On trouve des sépultures à la mémoire des animaux aux quatre coins de l’Archipel, reflet d'une sensibilité japonaise emplie de compassion pour ces êtres. D’une loi interdisant la consommation de viande dès le VIIe siècle à l’actuelle question de l’euthanasie, le Japon a toujours eu une relation extrêmement étroite avec les animaux.

Les humains, éléments de la nature

Nakamura Teiri, professeur émérite de l’Université Risshô, avait fait remarquer que dans les fameux Contes de Grimm, 67 épisodes concernent la transformation d’un humain en animal, contre seulement 6 décrivant un animal se changeant en humain. En revanche, la collection Nihon mukashi banashi (« Vieux contes du Japon ») contient 42 histoires d’êtres humains se transformant en animal et 92 d’animaux se transformant en être humain.

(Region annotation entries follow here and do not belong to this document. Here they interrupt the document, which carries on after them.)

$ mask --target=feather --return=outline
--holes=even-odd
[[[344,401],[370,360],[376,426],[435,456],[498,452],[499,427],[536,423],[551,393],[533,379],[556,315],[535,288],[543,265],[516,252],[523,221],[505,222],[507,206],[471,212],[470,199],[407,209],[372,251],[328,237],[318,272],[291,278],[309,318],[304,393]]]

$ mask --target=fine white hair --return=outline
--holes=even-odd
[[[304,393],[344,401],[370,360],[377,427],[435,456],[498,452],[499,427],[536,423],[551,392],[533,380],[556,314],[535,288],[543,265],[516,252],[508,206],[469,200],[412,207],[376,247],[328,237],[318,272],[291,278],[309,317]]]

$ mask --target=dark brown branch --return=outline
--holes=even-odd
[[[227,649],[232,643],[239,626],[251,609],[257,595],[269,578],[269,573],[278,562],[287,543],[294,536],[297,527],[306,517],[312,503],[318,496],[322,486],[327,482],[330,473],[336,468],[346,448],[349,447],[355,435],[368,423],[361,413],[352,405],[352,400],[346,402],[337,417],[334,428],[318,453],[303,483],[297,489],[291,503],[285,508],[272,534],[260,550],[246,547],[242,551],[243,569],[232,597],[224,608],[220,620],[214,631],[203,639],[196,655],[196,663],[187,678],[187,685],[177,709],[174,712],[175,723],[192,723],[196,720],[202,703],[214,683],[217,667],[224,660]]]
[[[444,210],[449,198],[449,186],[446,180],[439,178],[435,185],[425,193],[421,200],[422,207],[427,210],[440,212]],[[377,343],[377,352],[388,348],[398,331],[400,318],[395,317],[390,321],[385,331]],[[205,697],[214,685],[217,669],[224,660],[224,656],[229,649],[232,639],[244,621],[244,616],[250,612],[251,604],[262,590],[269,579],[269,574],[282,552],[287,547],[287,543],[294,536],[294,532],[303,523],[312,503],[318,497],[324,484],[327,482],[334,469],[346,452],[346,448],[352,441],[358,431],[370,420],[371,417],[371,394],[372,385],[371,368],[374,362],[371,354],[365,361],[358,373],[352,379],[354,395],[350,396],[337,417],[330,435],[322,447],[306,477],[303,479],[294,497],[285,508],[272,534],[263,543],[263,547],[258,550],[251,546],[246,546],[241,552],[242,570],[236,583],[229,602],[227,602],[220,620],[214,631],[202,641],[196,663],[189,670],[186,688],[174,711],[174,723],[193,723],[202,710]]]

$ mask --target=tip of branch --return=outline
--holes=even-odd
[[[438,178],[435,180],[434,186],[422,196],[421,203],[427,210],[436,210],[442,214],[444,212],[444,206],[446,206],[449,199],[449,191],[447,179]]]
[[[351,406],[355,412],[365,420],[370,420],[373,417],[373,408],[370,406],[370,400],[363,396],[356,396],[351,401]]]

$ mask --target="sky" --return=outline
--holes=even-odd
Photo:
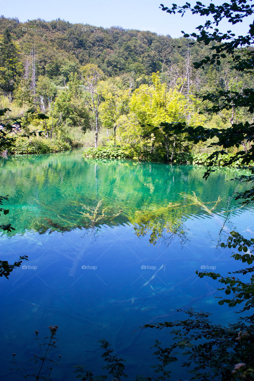
[[[185,1],[174,2],[183,5]],[[22,22],[39,18],[46,21],[60,18],[71,23],[107,28],[119,26],[169,34],[172,37],[182,36],[182,30],[187,33],[195,31],[196,27],[207,19],[191,13],[185,14],[182,18],[179,14],[170,15],[159,9],[161,1],[168,6],[173,2],[172,0],[97,0],[96,2],[92,0],[0,0],[0,12],[6,17],[17,17]],[[207,0],[203,2],[208,3]],[[222,2],[214,2],[215,4]],[[253,19],[249,18],[236,26],[223,22],[220,30],[225,32],[230,29],[236,35],[244,34],[252,22]]]

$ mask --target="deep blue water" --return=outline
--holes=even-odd
[[[77,364],[106,374],[102,338],[127,360],[133,379],[153,375],[156,339],[171,342],[169,331],[139,327],[183,317],[177,309],[191,307],[212,312],[214,322],[238,317],[240,307],[218,305],[217,282],[195,271],[241,268],[219,245],[233,230],[253,236],[253,210],[234,199],[244,189],[230,181],[239,172],[218,169],[205,181],[202,166],[87,161],[81,154],[1,162],[10,210],[1,221],[16,229],[2,235],[1,259],[29,259],[0,279],[3,379],[21,379],[9,371],[12,354],[25,366],[38,352],[34,331],[43,339],[51,325],[59,327],[52,356],[61,356],[54,379],[75,379]],[[173,368],[172,379],[190,377]]]

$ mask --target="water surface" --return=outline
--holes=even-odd
[[[244,185],[230,181],[239,172],[218,168],[205,181],[201,166],[90,160],[82,153],[1,159],[10,210],[1,221],[16,229],[1,237],[1,259],[29,258],[27,268],[0,279],[3,378],[20,379],[9,371],[11,354],[23,366],[36,353],[33,333],[43,338],[52,324],[62,356],[56,379],[75,379],[77,363],[106,374],[98,370],[102,338],[127,360],[131,378],[152,376],[150,347],[170,339],[139,327],[183,317],[176,309],[190,307],[225,324],[238,317],[218,306],[218,283],[195,272],[241,268],[220,247],[232,230],[252,234],[252,209],[234,198]],[[180,367],[174,375],[188,377]]]

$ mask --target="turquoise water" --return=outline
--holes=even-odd
[[[170,341],[168,332],[139,327],[183,317],[176,309],[190,307],[212,312],[215,322],[237,319],[240,307],[218,306],[219,284],[195,272],[241,268],[219,246],[232,230],[252,234],[253,210],[234,199],[244,189],[230,181],[239,172],[218,169],[206,181],[200,166],[88,160],[82,153],[1,159],[10,210],[1,221],[16,229],[1,237],[1,259],[29,259],[0,279],[3,378],[20,379],[9,370],[12,354],[24,366],[37,351],[34,331],[43,338],[51,325],[62,356],[54,379],[75,379],[77,364],[106,374],[102,338],[127,360],[132,379],[152,376],[150,347]],[[188,379],[174,368],[172,379]]]

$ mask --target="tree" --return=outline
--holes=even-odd
[[[254,60],[254,51],[251,46],[254,42],[254,24],[251,24],[249,29],[246,36],[235,36],[229,30],[227,33],[219,32],[217,28],[212,29],[215,25],[218,26],[223,18],[227,19],[233,25],[242,22],[243,19],[254,13],[254,4],[249,5],[250,2],[245,0],[231,0],[230,3],[225,3],[222,5],[215,6],[211,3],[208,6],[203,5],[197,2],[196,5],[191,7],[186,3],[183,6],[178,6],[173,4],[171,8],[161,5],[162,10],[170,14],[176,12],[183,16],[187,11],[193,14],[200,15],[212,15],[213,21],[207,21],[204,26],[200,25],[196,29],[199,33],[194,32],[188,34],[183,32],[184,37],[190,36],[196,40],[194,43],[204,44],[208,46],[210,56],[207,56],[199,62],[194,62],[196,68],[205,69],[206,65],[217,64],[220,66],[222,59],[226,59],[229,64],[234,70],[240,73],[248,75],[252,72]],[[211,28],[212,30],[211,30]],[[216,93],[206,94],[202,97],[203,101],[212,102],[212,106],[206,111],[210,112],[218,112],[223,110],[231,110],[232,112],[239,107],[246,107],[249,112],[254,111],[254,89],[253,88],[238,89],[226,88],[220,90]],[[233,120],[232,120],[233,121]],[[178,126],[179,131],[186,130],[184,124]],[[224,163],[224,166],[230,165],[240,160],[242,165],[248,165],[254,159],[254,152],[252,149],[252,142],[254,137],[254,123],[248,121],[241,121],[238,123],[230,123],[225,130],[219,128],[212,128],[209,130],[202,127],[192,129],[188,128],[191,133],[190,139],[195,142],[201,140],[206,141],[208,139],[216,138],[217,141],[211,144],[212,146],[218,146],[221,149],[214,152],[209,157],[209,168],[204,177],[207,178],[212,170],[211,167],[219,154],[225,155],[229,148],[236,147],[239,148],[242,142],[246,147],[246,150],[238,150],[230,158]],[[246,178],[247,179],[247,178]],[[254,188],[253,189],[254,191]],[[254,200],[254,198],[253,199]]]
[[[13,90],[16,77],[21,73],[22,65],[18,56],[17,48],[6,27],[0,38],[0,87],[5,92]]]
[[[114,130],[114,145],[118,120],[121,115],[127,114],[129,101],[129,91],[119,89],[112,80],[102,81],[100,92],[103,98],[100,111],[102,122],[107,130]]]
[[[146,158],[150,151],[157,160],[166,156],[167,162],[172,162],[176,152],[185,149],[188,131],[179,133],[174,127],[167,130],[160,125],[171,123],[178,126],[187,119],[191,110],[195,111],[193,106],[196,105],[191,105],[188,98],[176,88],[167,90],[158,72],[153,74],[152,80],[153,85],[141,85],[133,92],[130,101],[129,120],[122,120],[119,134],[121,139],[131,146],[139,145],[140,158]],[[196,123],[196,112],[195,115]]]
[[[94,146],[96,147],[98,144],[98,133],[100,130],[99,106],[101,99],[101,95],[98,91],[98,85],[104,75],[101,70],[96,65],[91,64],[82,66],[80,70],[83,75],[86,89],[91,95],[92,109],[95,115],[95,136]]]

Si la magie est essentielle à l’acte de transformation dans les contes de fées de Grimm, c’est tout le contraire dans Nihon mukashi-banashi. Pour Nakamura Teiri, cela prouve l’existence de liens forts entre les humains et les animaux dans le folklore japonais qui ne se retrouve pas en Occident, où au contraire, ils sont clairement différenciés.

Au Japon, les tanuki (chien viverrin) prennent une forme humaine, le légendaire héros  Yamato Takeru est ressuscité sous la forme d’un cygne et dans le conte populaire Tsuru no ongaeshi (« La Grue reconnaissante »), une grue prend la forme d’une femme pour remercier son bienfaiteur humain. Il y a donc une fluidité dans les transformations de l’animal en l’humain (et inversement), un sentiment d’égalité où toute notion de supériorité est totalement absente. C’est peut-être là une manifestation du sentiment japonais d’unité, d’identification et d’intégration avec la nature.

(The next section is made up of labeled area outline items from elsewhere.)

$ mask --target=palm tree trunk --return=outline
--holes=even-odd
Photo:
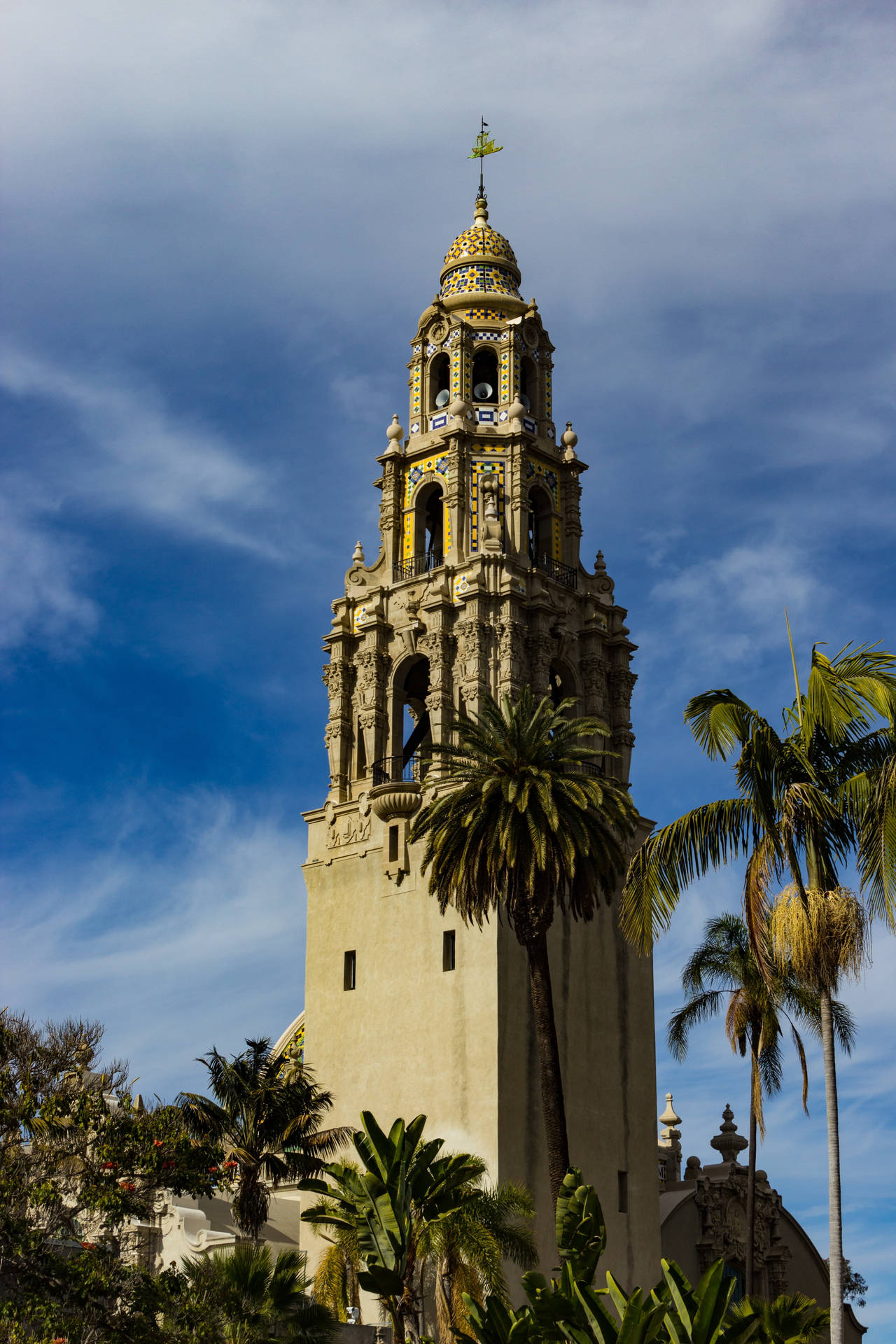
[[[541,1109],[544,1111],[544,1137],[548,1145],[551,1200],[552,1206],[556,1206],[560,1185],[570,1165],[570,1140],[567,1137],[566,1106],[563,1105],[557,1028],[553,1020],[547,933],[539,933],[529,938],[525,943],[525,952],[529,960],[529,996],[541,1071]]]
[[[754,1257],[756,1251],[756,1087],[760,1086],[759,1060],[750,1055],[750,1150],[747,1157],[747,1262],[744,1265],[744,1292],[754,1293]]]
[[[830,989],[821,991],[821,1048],[825,1059],[825,1106],[827,1109],[827,1198],[830,1202],[830,1344],[844,1344],[844,1219],[840,1200],[840,1114],[837,1109],[837,1062]]]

Tuer ou laisser souffrir ?

Dans les années 1950, un incident majeur a contribué à raviver la conscience de la forte affinité japonaise pour les animaux. En 1956, la première équipe de chercheurs du Japon mit le cap sur l’Antarctique à bord du navire Sôya (voir notre article lié). Le groupe était accompagné de 22 huskies Sakhaline, dont deux nommés Taro et Jiro. Les chercheurs devaient passer la saison hivernale à la base antarctique de Shôwa jusqu’à l’arrivée de la deuxième équipe. Mais, ils furent surpris par le mauvais temps, contraints de quitter les lieux, laissant derrière eux 15 des chiens.

En janvier 1959, l’hélicoptère de la troisième équipe de recherche repère deux chiens vivants à l’ancienne base de Shôwa. Un des hommes de cette expédition m’a dit plus tard qu’il avait eu peur d’approcher les chiens au début parce qu’il pensait qu’ils étaient devenus sauvages et qu’ils pouvaient donc être dangereux. Il a été confirmé par la suite que les deux chiens étaient Taro et Jiro, et qu’ils étaient les seuls survivants parmi les 15 chiens. Les deux chiens rescapés firent les gros titres des journaux nippons, suscitant un sentiment de liesse générale. Partout dans le pays, des pierres commémoratives et des statues furent érigées à la mémoire de ces chiens. Une chanson a même été écrite en leur honneur.

En 1983, le film Antarctica (Nankyoku monogatari), mettant en vedette les deux animaux miraculés Taro et Jiro, a attiré plus de 12 millions de spectateurs, ce qui lui a valu le meilleur box-office de l’année. Un remake est même sorti aux États-Unis en 2006 sous le nom de Eight Below (en français : Antartica, prisonniers du froid).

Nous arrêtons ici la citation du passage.